You may have a clinical depression if you:
• Are continuously sad for weeks
• Withdraw from friends and relatives
• Feel worthless
• Fear the future excessively
• Speak or move slowly
• Feel tired all the time
• Can’t make decisions
• Are angry all the time
• Lost interest in intimacy and sex
Even after the most complete treatment, there’s always a chance that cancer will recur. Most recurrences happen two or three years after surgery. The longer you go without a recurrence, the greater are your chances of remaining free of disease. But you can never say that the cancer has been completely cured.
Because of this possibility, you need regular follow-up visits with a healthcare professional. It could be your family physician, your oncologist, or your breast surgeon. What’s important is to have a single person in charge of the follow-up care. Usually you’ll be seen as often as every few weeks immediately after treatment, and perhaps only every six months later on. There is no “right” schedule. Eventually, you will probably be down to a single annual visit.
What does follow-up involve? Most physicians suggest a physical examination to look for signs of local recurrence—new lumps within the breast after lumpectomy, or tiny hard nodules in the surgical scar after mastectomy.
In addition, mammography will be scheduled on a regular basis, and you may have a number of blood tests that will assess the function of your liver, bone marrow, and other organs, and a chest X-ray. Other tests such as CEA (a protein found in the blood of patients with cancer) and bone scans are not used routinely.
Currently, many experts feel that there is little to be gained by performing multiple tests on patients that are asymptomatic—that is patients who have no symptoms. Such tests may detect a recurrence a few months earlier, but earlier diagnosis will not change the outcome of whatever treatment you might need. So you can expect to have fewer and fewer tests as the years pass after your initial treatment.
Breast Self Examination (BSE)
BSE is particularly important for women at higher risk of breast cancer—and that includes you and your first degree relatives. You need to become familiar with the new look and feel of your breasts, so that you can report any changes promptly.
Clinical Breast Examination (CBE)
CBE will be part of your regular check ups. The physician will probably spend additional time examining the scar and areas where enlarged lymph nodes may be found—under the arms, and around the collar bones.
Every woman who has had breast cancer should have a mammogram once a year, regardless of age. If you had a lumpectomy, the films may be more difficult to interpret, so make sure that previous mammograms are available for comparison. If you had a mastectomy, you should have mammograms of the other breast.

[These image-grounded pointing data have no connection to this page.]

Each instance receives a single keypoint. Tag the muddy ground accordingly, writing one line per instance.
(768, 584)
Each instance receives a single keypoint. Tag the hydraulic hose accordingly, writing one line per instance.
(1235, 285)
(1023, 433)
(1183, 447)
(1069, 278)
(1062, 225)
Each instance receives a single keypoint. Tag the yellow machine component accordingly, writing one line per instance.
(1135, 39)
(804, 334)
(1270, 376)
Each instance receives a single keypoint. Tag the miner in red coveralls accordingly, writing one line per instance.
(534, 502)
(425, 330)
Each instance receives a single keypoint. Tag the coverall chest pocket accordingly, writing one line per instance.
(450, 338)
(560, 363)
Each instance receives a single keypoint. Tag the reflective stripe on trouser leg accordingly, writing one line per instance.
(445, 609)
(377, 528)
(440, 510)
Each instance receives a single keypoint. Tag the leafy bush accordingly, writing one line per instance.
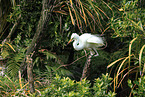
(138, 88)
(65, 87)
(101, 87)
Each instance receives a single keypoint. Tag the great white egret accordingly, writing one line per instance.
(87, 41)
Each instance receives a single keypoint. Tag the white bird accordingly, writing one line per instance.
(87, 41)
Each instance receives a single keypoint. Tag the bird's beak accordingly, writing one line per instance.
(69, 41)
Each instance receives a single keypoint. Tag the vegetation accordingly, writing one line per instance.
(36, 60)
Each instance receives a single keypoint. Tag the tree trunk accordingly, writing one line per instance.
(30, 73)
(40, 27)
(86, 68)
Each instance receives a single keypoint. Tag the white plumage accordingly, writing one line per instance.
(87, 41)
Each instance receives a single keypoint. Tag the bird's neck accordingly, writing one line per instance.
(78, 44)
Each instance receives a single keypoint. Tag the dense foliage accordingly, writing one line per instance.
(33, 42)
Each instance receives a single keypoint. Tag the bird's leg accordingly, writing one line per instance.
(85, 52)
(96, 53)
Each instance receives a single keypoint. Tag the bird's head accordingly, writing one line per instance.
(74, 36)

For women with especially dense breasts, or women who present unusual diagnostic challenges, MRI is an effective option. In fact, the American Cancer Society now recommends that all women at high risk of breast cancer (which includes women who already had breast cancer before) should have screening with MRI every year.
Care of the Surgical Arm
After a mastectomy and particularly if you also had a lymph node dissection, your arm may feel numb and tingly due to nerve damage during surgery. Later, you may feel shooting pains due to nerve re-growth. There is not much that you can do to reverse numbness due to nerve damage. Some of it may improve as the nerves heal over the years.

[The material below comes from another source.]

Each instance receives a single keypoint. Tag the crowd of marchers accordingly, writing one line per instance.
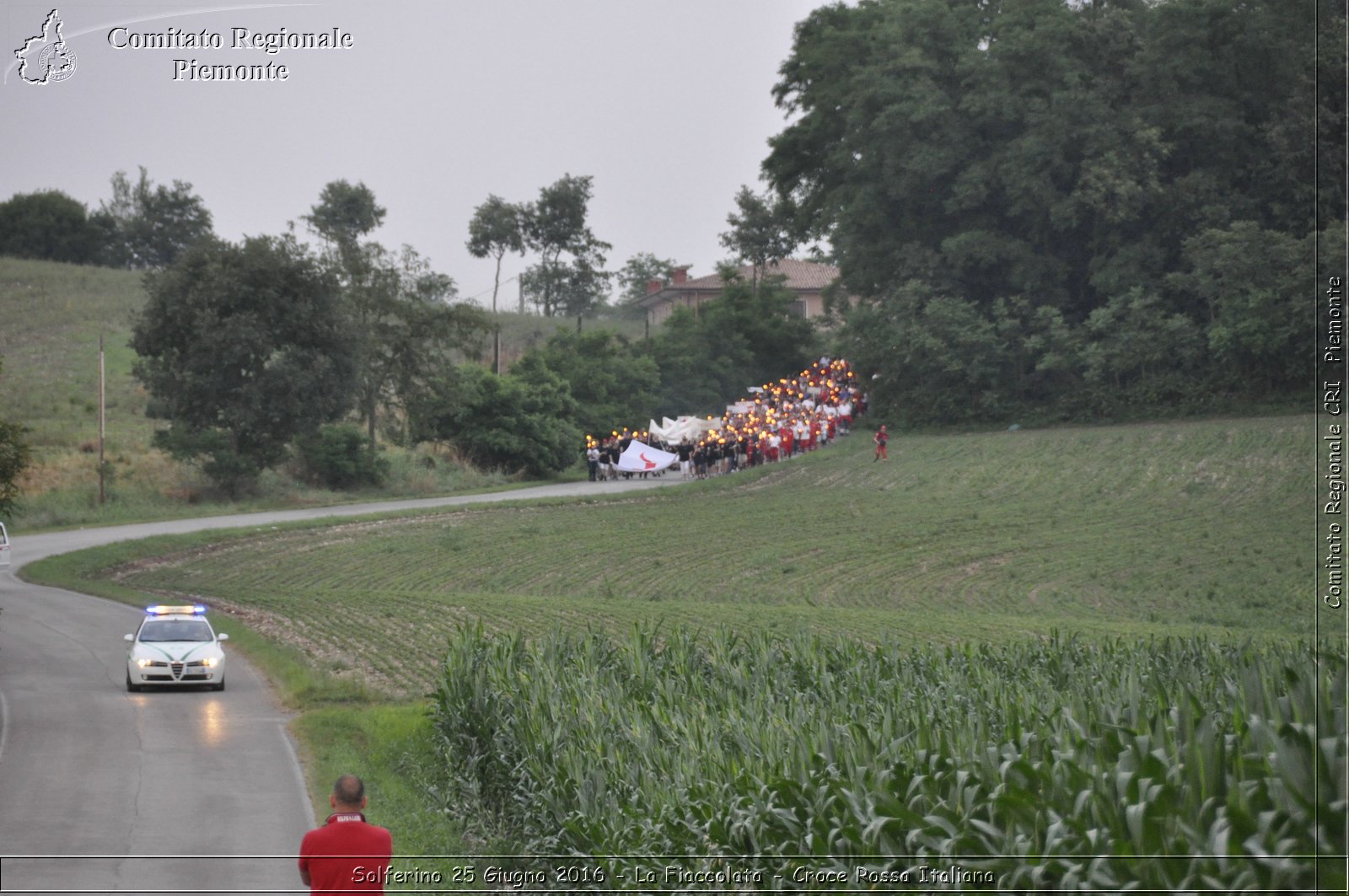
(775, 422)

Your healthcare professional will tell you which exercises are appropriate to help your arm regain its mobility and strength. It is very important to follow the exercise schedule faithfully so you can recover your full range of motion.
Lymphedema is swelling of the arm due to scarring of the lymph ducts after surgery or radiation. It is important that you always follow your medical team’s recommendations about how to avoid injury to the arm to reduce the chances of developing lymphedema.